言おうか言わまいか迷ったけど、野田ちゃんに言い寄られて根負けした。

「中学校の時、憧れてたアーティストがいて…」

「それって千歳のこと?」

野田ちゃんのぱちくりとした目が私を覗き込んでる。

「そう…だね」

「やっぱり!彼女かっこいいよね。」

千歳はプロの女性シンガーソングライターだった。彼女は迫力と繊細さを兼ね備えた歌声を持っている。アコースティックギターとその歌声が織りなす音色は人々を感動させるそれを持っていた。また歌詞には人々を動かすだけの説得力がある。彼女の堂々たる立ち振る舞いをみれば誰だって振り向く。そんな千歳に私は憧れたのだった。
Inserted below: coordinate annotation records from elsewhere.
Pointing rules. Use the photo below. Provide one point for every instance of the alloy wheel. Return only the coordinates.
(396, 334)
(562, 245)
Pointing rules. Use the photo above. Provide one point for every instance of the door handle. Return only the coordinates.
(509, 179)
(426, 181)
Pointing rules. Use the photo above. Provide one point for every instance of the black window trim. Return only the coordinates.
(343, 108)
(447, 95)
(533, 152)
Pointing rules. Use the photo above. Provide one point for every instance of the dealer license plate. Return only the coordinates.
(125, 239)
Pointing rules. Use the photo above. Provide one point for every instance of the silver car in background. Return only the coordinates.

そんな私の演奏スタイルももちろんアコースティックギターでの弾き語りだった。

「じゃあ、前演奏してくれた曲って?」

「うん、千歳の『change』って曲」

明日文化祭で演奏するのもこの「change」の予定だった。そうだ、そうだった。明日、私は体育館の舞台で、弾き語るのだ。そのことを思い出し私はうつむく。そんな私を見て野田ちゃんが不思議そうな顔をする。

「私に演奏してくれた時はそんなに嫌がってなかったじゃん。なんでそんなに嫌なの?」

「なんでって…。」

親しい友達や全く知らない人に歌を聞かれるのは平気なんだ。けれど、中途半端に知り合いの人にはどうしても気まずいっていうかなんというか、嫌なの。クラスに上手い具合に溶け込める野田ちゃんにはわからないことかもしれない。私はまた黙りこんでしまった。そのまま、駅に着いたので野田ちゃんと別れることになった。電車の方向が逆なのだ。

「まぁ、案ずるより産むが易しって言うし、大丈夫でしょ」

野田ちゃんは楽観的な発言を残してホームへと向かって行った。